How to Grow and Care for Your Fire Lily
The Fire Lily Plant, Clivia miniata, is native to South Africa.
Clivia miniata are sometimes known as the Fire Lilies because of their clusters of yellow throated,
bright orange or red flowers that rise above the broad, 18" dark green, straplike leaves.
Unfortunately, Clivias are only hardy in USDA zones 10-11 and will not tolerate temperatures that drop much below 50°, so they are most commonly grown as house plants.
Growing a Fire Lily in your Garden
In the garden, they should be grown in a bright but lightly shaded area and kept reasonably moist during the growing season, but drier during dormancy.
In their native environmment, Clivias reside in forests where their thick roots grow through the natural forest litter, rather than sending their roots down into the soil.
With that thought in mind, plant your Clivia in a shallow, spreading fashion and provide a thick blanket of compost as mulch.
Growing Clivias as House Plants
Clivia miniata is very well adapted to growing in containers, and will even bloom better and more consistently when they are pot bound than if they are growing in the ground.
They should be planted in rich, well draining soil.
Water thoroughly, then allow the soil to dry completely before watering again.
Never allow your Clivia to set in a saucer filled with water!
As a House Plant, keep your Clivia where it will receive bright, indirect light and never direct sun.
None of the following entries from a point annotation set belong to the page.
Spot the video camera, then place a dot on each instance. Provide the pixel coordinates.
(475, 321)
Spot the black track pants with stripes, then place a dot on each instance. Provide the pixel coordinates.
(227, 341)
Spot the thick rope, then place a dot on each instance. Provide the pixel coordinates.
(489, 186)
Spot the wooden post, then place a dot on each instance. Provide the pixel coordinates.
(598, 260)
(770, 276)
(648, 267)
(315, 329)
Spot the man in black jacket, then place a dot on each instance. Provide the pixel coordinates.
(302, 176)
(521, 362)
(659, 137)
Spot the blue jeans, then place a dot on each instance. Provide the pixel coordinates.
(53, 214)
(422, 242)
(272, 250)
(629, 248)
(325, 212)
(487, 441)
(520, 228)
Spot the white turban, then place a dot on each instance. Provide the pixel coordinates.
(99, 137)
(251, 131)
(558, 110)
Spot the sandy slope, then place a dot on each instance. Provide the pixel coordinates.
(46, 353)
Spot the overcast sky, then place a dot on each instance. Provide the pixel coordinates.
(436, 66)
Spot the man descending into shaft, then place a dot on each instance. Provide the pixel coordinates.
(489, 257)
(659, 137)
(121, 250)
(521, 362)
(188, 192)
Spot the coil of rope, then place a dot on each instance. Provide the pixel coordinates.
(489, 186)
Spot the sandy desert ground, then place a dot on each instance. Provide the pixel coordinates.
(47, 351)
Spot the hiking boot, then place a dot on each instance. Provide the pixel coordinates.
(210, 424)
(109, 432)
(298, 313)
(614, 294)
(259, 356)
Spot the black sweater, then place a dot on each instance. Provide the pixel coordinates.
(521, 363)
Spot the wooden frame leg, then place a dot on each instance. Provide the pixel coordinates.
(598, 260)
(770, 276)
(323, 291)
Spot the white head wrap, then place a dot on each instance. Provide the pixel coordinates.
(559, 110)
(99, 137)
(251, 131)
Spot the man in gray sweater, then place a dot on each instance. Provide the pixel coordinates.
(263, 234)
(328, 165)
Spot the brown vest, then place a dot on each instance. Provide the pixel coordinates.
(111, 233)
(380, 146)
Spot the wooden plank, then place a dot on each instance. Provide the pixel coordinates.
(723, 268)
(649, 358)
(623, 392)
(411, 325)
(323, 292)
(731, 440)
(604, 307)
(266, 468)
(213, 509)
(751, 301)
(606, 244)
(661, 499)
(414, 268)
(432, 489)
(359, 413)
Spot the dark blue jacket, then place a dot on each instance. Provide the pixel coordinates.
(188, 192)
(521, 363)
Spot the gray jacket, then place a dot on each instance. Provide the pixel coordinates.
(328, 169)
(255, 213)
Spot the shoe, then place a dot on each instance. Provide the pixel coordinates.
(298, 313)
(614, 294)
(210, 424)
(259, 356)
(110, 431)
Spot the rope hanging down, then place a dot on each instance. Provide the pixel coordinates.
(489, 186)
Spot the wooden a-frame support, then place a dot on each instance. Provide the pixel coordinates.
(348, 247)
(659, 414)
When they are actively growing, Clivias need day time temperatures between 65° and 75°.
Clivia plants require a dormant period from October through January when they must be kept cooler (50°-55°) at night and only watered sparingly.
When new growth begins to emerge in early spring, increase the night temperatures to 65° and begin to water thoroughly again (...but let the soil dry between waterings).
Feed your Clivias monthly with a good house plant fertilizer.
Mist your Clivia occasionally during the growing season, and wipe the dust from the foliage with a damp cloth regularly.
Watch out for mealybugs, especially when growing Fire Lilies in the garden.
Propagating Clivia Plants and Growing them from Seed
The best time to repot or pot up Clivias is in the spring, when they are just starting to grow vigorously again.
This is an excellent opportunity for you to liberate a 'Baby Clivia' from the clump, to share with a gardening friend.
Try to disturb the roots as little as possible, use a sharp, clean knife cut and separate an offset
Plant it in a small clay pot but don't water for a few days to give the cuts to callous over.
New roots will begin to develop within a couple of weeks.
Clivias can be grown from seeds, however the seeds MUST be removed from the pods and planted while they are still fresh.
Germination requires a soil temperature of 75° to 80° F. and will takes 30-40 days.